Bien sûr, n’importe lequel de ces Guantanamos pourrait également être utilisé pour détenir des citoyens américains, maintenant que Trump teste la possibilité de déchoir les citoyens américains de leur citoyenneté. Le vice-président JD Vance a suggéré que si les tribunaux se prononçaient contre le président en mettant fin à la citoyenneté de naissance, Dear Leader pourrait simplement ignorer l’ordre.

« Mais qu’en est-il de la désobéissance civile ? « On ne peut pas transformer l’Amérique en Corée du Nord du jour au lendemain ! »

La seule chose qui a arrêté Trump la dernière fois qu’il a ordonné à l’armée d’ouvrir le feu sur des manifestants américains (« Vous ne pouvez pas simplement leur tirer dessus ? Tirez-leur dans les jambes ou quelque chose comme ça ? ») a été le refus de son secrétaire à la défense de l’époque et de son général en chef d’exécuter son ordre.

Quatre ans plus tard, le spécialiste du capital-risque pressenti pour devenir notre prochain général en chef est une coqueluche de la Conservative Political Action Conference qui, selon M. Trump, portait un chapeau MAGA lorsque les deux hommes se sont rencontrés en Irak.

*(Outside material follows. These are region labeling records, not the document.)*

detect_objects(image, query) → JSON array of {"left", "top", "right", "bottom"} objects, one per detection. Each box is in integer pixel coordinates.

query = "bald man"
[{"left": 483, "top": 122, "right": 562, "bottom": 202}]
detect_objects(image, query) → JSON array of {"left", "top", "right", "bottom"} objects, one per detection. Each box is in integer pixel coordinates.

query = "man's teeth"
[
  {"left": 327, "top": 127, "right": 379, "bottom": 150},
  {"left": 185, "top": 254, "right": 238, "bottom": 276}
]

Les autres postes à pourvoir sont ceux des principaux juristes en uniforme de l’armée de terre, de la marine et de l’armée de l’air – les généraux trois étoiles chargés d’examiner les ordres du commandant en chef et du secrétaire à la défense afin de déterminer s’ils sont légaux. Cherchant à dissiper tout doute sur les raisons de la révocation des anciens officiers, le secrétaire à la défense Pete Hegseth a récemment expliqué que cette mesure avait été prise, à titre préventif, pour les empêcher de bloquer « les ordres donnés par un commandant en chef ».

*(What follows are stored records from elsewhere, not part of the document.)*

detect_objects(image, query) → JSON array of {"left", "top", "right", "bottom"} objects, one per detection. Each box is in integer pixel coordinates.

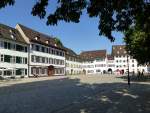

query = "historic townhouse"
[
  {"left": 80, "top": 50, "right": 108, "bottom": 74},
  {"left": 0, "top": 24, "right": 28, "bottom": 77},
  {"left": 65, "top": 48, "right": 83, "bottom": 75},
  {"left": 106, "top": 54, "right": 115, "bottom": 74},
  {"left": 0, "top": 24, "right": 150, "bottom": 77},
  {"left": 112, "top": 45, "right": 148, "bottom": 73},
  {"left": 16, "top": 24, "right": 65, "bottom": 76}
]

Merci d’avoir dit tout haut la partie silencieuse. On dirait que Trump est bien parti pour trouver les bons « yes men » cette fois-ci.

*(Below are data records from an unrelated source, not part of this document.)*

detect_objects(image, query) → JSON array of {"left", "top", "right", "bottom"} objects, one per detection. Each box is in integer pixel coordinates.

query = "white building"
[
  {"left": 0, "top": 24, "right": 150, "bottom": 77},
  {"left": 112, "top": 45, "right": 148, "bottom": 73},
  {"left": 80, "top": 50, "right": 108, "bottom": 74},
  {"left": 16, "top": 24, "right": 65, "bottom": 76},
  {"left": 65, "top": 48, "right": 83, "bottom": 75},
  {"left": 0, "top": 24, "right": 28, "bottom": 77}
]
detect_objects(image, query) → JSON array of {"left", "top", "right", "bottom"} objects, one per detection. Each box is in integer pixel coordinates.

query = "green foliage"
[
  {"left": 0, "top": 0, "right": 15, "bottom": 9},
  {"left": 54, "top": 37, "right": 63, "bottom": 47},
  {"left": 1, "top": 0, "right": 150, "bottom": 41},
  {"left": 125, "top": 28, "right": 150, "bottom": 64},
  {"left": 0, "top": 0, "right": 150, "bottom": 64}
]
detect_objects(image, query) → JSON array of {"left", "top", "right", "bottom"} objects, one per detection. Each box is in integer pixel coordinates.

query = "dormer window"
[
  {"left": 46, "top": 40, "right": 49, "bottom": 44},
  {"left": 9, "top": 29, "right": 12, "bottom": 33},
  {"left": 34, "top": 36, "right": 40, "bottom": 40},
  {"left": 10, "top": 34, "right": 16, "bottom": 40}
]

En attendant, ne quittez pas Elon Musk des yeux.

Est-ce une coïncidence que le président mette l’homme le plus riche du monde en liberté dans tous les ordinateurs du gouvernement – permettant à son plus grand donateur de campagne, le propriétaire de l’une des plus grandes entreprises d’intelligence artificielle du monde, d’accéder à tout ce que le gouvernement sait sur vous – au moment même où il pourrait se préparer à imposer la loi martiale ?

Aucun d’entre nous ne devrait considérer cela comme une coïncidence.

Brett Wagner, aujourd’hui à la retraite, a été professeur de prise de décision en matière de sécurité nationale à l’U.S. Naval War College et chercheur associé au Center for Strategic and International Studies.

 

https://www.sfchronicle.com/opinion/openforum/article/insurrection-act-president-trump-20201819.php

An Army soldier surveys the wall at the U.S.-Mexico border in Sunland Park, N.M. President Trump’s claims of an emergency at the border could be used to invoke the Insurrection Act and impose martial law.

Traduction : Murielle STENTZEL

NDLT: Si cela s’avère, le projet 2025 serait bel et bien en route pour transformer les USA en dictature.